Von Gerd Appenzeller

Mag sein, dass Charlotte Knobloch als Zentralratspräsidentin des Übergangs gelten wird – aber dann so wie vor ihr Ignatz Bubis und Paul Spiegel als Vertreter der deutschen Juden. Auch sie haben es, trotz weniger Jahre, geschafft, den jüdischen Gemeinden in der Öffentlichkeit ein Gesicht zu geben. Und Übergang heißt ja auch nicht, dass prägende Gestaltungskraft fehlt, bedeutet auch nicht Mangel an Kontur oder gar an Entschlossenheit, Probleme und Sorgen zu benennen. Bereits in ihrer ersten Ansprache nach der Wahl zögerte die 73-Jährige aus München nicht, direkt aus- und anzusprechen, was nicht nur den in Deutschland lebenden Juden zurzeit am meisten auf der Seele brennt: Es ist der vom iranischen Staatspräsidenten Mahmud Ahmadinedschad weltweit geschürte Antisemitismus und sein unverhohlener Hass auf Israel.

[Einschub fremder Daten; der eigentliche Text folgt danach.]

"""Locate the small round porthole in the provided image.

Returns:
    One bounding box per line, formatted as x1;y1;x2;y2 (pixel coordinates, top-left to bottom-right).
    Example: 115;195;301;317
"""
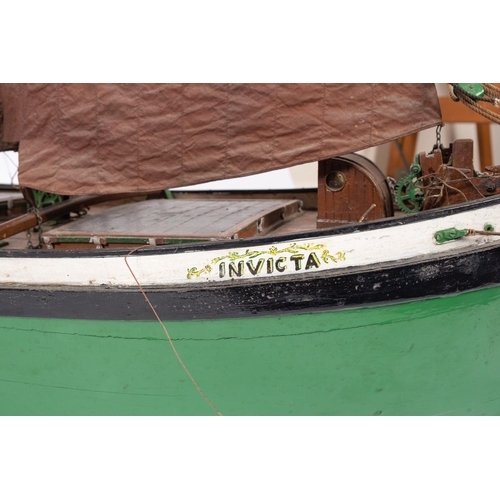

Nicht nur Charlotte Knobloch ahnt, dass hinter dem vorgeblich diplomatischen Kampf Teherans gegen Israels Besatzungspolitik und staatliche Existenz ein gegen die Juden als Volk insgesamt gerichteter Zerstörungswille steckt, von dem Extremisten in Europa infiziert sind. Deutsche Rechtsradikale fiebern geradezu einem möglichen Besuch Ahmadinedschads in Deutschland während der WM entgegen. Mehr als 60 Jahre nach der Zerschlagung des Naziregimes müssen sich Vertreter des Judentums in Deutschland also immer noch mit einem politischen Fanatismus auseinander setzen, der sich mit der Ermordung von Millionen Menschen in der Zeit des Nationalsozialismus nicht erschöpft hat, sondern fortdauernd Juden und jüdische Einrichtungen zum Ziel von Anschlägen macht.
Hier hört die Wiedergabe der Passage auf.